In the past I have been able to work around non-copyable, yet visible, text by saving a page, editing out the offending script, then reloading it as a local file. This time I haven't checked the source to see if that could be done, suspecting that this was a whole 'nother beast. ... zzz ... ... Mebbe I should do that one of these days... .... zzz ... when I can find the time ... zzz ... ... zzz ...

Keith

Edited by ScroogieII
Link to comment

Seems they are using PDF1.4 and obviously scanned all the document pages without using an OCR software for conversion. So there are a LOT of tiny graphics to display which just take a lot of time to calculate in the browsers own PDF-viewer. So I downloaded the 15MB file and viewed it in the Acrobat-Software - and the information was visible nearly at once.

Link to comment
27 minutes ago, FamilieFrohne said:

Seems they are using PDF1.4 and obviously scanned all the document pages without using an OCR software for conversion. So there are a LOT of tiny graphics to display which just take a lot of time to calculate in the browsers own PDF-viewer. So I downloaded the 15MB file and viewed it in the Acrobat-Software - and the information was visible nearly at once.

 

And, of course, that's another way.

So, Erik, when you say that they "take a lot of time to calculate in the browser'[sic]s own PDF-viewer", does that mean that the browser builders decided to not include that capability OR that I could just ... zzz... go to bed ...zzz... and get up in the morning ...zzz...zzz... and find it has been calculated and presented on my screen ...zzz ...?

 

EDIT: Hang on - it was visible nearly at once in the Acrobat reader BUT it takes eons to accomplish the same task in a web browser? Why the discrepancy?
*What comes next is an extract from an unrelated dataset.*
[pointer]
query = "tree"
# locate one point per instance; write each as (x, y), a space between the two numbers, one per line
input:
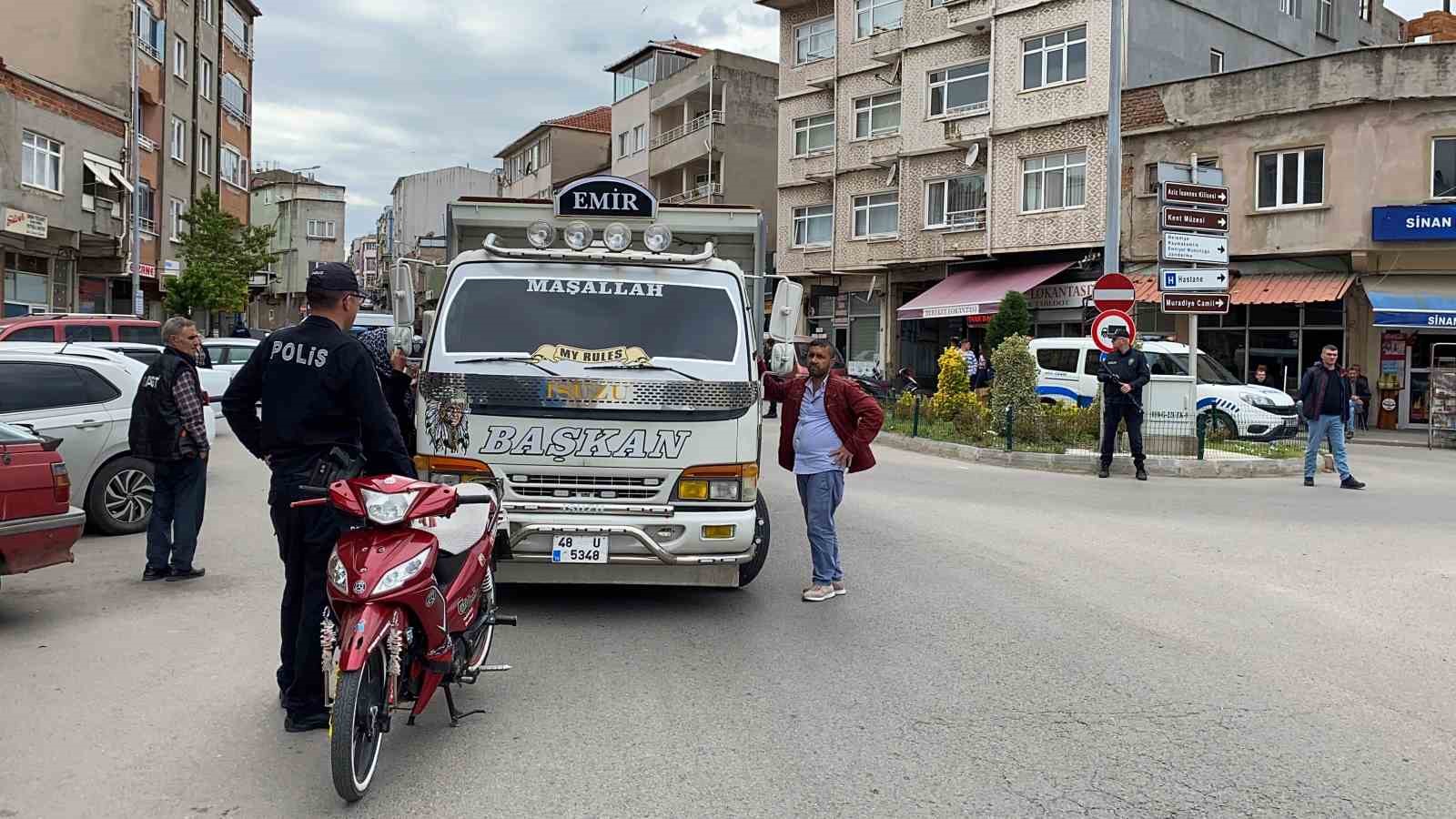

EDIT: Did I just ask the same question twice? I guess the cat's right. She's been telling me for hours that it's time to go to bed. Peculiar. You're getting up as I'm going to bed. ... zzz ... zzz ... zzz ... zzz ,,, zzz ... zzz ...

Edited by ScroogieII
Link to comment
3 hours ago, ScroogieII said:

EDIT: Hang on - it was visible nearly at once in the Acrobat reader BUT it takes eons to accomplish the same task in a web browser? Why the discrepancy?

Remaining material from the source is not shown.